I think you are confusing two similar, but separate concepts.
Both the screen and each polygon in a scene have UVs, because the screen is just two triangles at the end of the day. You may have been reading about screen/viewport coordinartes and it’s UVs as if it’s a polygon, which is correct, but not quite the same as the UVs of a mesh in the scene. You are drawing TO the viewport, after all.
The way a pixel shader works is it scans every pixel (actually, fragment) in the display and for each one it fetches the appropriate color by computing the transforms of meshes and the scene etc. Basically, you can think about it like it’s shooting a ray from the camera plane towards the scene, and the first thing it hits, that’s what it renders (it’s a simplification).
When if hits a face, it finds WHERE on that face it hit, that’s the UV. This coordinate is then passed to the UV map to get the color from the texel (texture pixel, usually) that corresponds to that UV. This is the albedo color that will be used, normally. It can be modified by lights and reflections, etc, of course.
The point is the UVs of a face in the scene map to a texture. The mesh gets transformed by the model and view matrices.

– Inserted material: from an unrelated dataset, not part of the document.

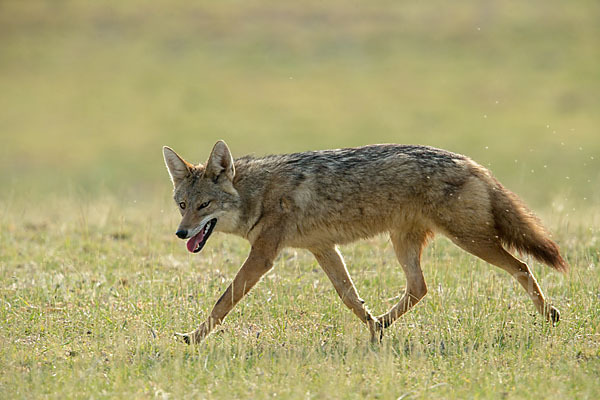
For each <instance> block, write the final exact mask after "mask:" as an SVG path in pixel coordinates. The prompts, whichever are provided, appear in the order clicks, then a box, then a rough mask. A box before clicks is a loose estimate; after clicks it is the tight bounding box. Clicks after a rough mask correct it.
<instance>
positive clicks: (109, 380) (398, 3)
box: [0, 0, 600, 399]
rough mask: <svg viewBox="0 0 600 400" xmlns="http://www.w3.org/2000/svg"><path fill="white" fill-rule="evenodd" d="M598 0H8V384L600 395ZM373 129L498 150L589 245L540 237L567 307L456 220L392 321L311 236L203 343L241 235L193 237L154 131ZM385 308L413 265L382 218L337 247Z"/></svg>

The final fragment on the vieport can then further be modified by treating it like a face itself. Usually you’re not gonna touch the vertex shader for normal rendering. That’s only if you need to add or modify vertex data (data about a vertex, like color) while rendering.
I hope this helps clear a bit of the confusion. It’s not easy to visualize all that goes on in a shader, but it’s easier if you understand each independent step as a single thing. And remember it all happens one per pixel (actually, per fragment, which can be more or less pixels depending on the device, but on regular screens, usually a pixel is a fragment).